The game itself shares many design features with WHFRP2.

On 28 January 2008, Games Workshop announced that it would close Black Industries – thereby discontinuing Dark Heresy and all the other games published by the subsidiary – to allow them to focus on the commercial success of their novels and core business.

On 22 February 2008, Black Industries announced that all Warhammer Fantasy and Warhammer 40,000 RPG, CCG, and select board game rights were being transferred to Fantasy Flight Games, who would continue to publish Dark Heresy.
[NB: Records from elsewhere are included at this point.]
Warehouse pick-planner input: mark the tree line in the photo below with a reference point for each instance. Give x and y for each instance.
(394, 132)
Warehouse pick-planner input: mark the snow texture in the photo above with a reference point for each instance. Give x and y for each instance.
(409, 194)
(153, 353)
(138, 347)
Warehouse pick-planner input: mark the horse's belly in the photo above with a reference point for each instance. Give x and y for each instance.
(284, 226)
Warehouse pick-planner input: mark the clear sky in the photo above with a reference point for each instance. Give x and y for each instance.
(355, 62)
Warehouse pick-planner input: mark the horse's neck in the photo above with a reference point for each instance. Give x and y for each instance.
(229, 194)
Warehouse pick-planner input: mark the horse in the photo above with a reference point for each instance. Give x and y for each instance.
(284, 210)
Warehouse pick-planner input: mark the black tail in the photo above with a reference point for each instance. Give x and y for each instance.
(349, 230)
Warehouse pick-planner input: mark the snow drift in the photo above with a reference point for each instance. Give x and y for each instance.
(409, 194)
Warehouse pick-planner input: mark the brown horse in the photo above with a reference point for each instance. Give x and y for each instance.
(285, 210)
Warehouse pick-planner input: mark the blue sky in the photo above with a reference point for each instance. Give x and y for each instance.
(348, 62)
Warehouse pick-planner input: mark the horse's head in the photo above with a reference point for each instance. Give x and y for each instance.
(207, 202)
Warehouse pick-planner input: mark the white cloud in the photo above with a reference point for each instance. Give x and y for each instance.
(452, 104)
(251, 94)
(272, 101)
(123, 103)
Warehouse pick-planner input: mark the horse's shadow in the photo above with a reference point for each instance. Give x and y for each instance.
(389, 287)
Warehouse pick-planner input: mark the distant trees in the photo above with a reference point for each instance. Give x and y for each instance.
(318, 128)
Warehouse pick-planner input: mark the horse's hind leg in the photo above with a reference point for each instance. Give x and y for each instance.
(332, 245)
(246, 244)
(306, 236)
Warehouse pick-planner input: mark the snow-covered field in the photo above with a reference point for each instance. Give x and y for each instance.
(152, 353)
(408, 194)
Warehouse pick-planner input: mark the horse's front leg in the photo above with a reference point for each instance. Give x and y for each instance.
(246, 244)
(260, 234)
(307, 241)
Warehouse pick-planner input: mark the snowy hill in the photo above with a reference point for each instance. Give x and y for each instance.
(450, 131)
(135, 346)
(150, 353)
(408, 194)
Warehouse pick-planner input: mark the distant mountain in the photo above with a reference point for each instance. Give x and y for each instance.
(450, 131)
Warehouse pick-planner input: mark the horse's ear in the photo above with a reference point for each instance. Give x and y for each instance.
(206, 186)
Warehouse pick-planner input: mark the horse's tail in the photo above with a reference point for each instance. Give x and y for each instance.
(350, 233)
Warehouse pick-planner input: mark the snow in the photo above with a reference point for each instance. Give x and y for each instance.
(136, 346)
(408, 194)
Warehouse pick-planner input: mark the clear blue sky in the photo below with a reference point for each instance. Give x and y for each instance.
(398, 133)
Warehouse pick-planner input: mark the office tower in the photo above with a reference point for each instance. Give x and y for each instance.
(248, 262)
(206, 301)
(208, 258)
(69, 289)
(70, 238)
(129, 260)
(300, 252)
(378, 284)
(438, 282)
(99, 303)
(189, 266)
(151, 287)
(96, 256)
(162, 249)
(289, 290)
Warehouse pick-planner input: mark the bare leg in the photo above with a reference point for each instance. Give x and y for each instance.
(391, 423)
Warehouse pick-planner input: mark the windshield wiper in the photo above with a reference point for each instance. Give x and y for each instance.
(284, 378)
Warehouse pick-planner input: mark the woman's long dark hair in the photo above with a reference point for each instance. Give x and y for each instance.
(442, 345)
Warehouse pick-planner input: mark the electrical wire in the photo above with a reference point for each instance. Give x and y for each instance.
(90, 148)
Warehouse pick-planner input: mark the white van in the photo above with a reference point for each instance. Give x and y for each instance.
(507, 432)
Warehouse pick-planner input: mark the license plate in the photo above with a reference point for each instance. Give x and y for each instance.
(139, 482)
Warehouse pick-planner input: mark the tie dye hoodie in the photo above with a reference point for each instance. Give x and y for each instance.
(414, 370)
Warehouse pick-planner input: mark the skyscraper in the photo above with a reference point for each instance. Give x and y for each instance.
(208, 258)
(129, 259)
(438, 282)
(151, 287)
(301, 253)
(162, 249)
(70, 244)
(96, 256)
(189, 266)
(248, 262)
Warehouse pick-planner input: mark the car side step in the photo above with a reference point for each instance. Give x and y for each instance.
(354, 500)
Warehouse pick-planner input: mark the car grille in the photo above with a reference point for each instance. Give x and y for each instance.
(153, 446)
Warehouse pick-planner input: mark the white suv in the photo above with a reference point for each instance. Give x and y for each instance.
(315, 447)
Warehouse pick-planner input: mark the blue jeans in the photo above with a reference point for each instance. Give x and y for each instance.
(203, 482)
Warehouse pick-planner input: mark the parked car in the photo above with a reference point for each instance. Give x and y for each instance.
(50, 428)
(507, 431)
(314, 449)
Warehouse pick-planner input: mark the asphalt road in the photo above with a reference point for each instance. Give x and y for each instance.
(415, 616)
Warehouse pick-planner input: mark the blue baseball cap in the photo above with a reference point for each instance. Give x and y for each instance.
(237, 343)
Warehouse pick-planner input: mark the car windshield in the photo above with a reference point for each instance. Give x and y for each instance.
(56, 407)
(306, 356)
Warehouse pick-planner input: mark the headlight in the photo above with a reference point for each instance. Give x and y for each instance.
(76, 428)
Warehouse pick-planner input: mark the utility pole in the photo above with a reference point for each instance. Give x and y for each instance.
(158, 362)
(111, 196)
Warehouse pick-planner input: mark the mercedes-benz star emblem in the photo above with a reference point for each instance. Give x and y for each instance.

During late 2008 and 2009, Fantasy Flight started releasing autonomously developed material for the Dark Heresy game: a collection of heretical factions to pit the player characters against titled Disciples of the Dark Gods, a monster manual called Creatures Anathema, and a mini-campaign in three parts dubbed The Haarlock Legacy.

Fantasy Flight also announced a manual on "radical" inquisitors (covering the most extreme factions, their tactics, equipment, and most prominent figures) and a major expansion allowing players to take their characters to the rank of interrogator, bestowed with an inquisitorial rosette, enjoying augmented prestige and able to summon more powerful allies.

On 9 September 2016 Fantasy Flight announced they would be ending their relationship with Games Workshop from 28 February 2017 for all shared products including Dark Heresy.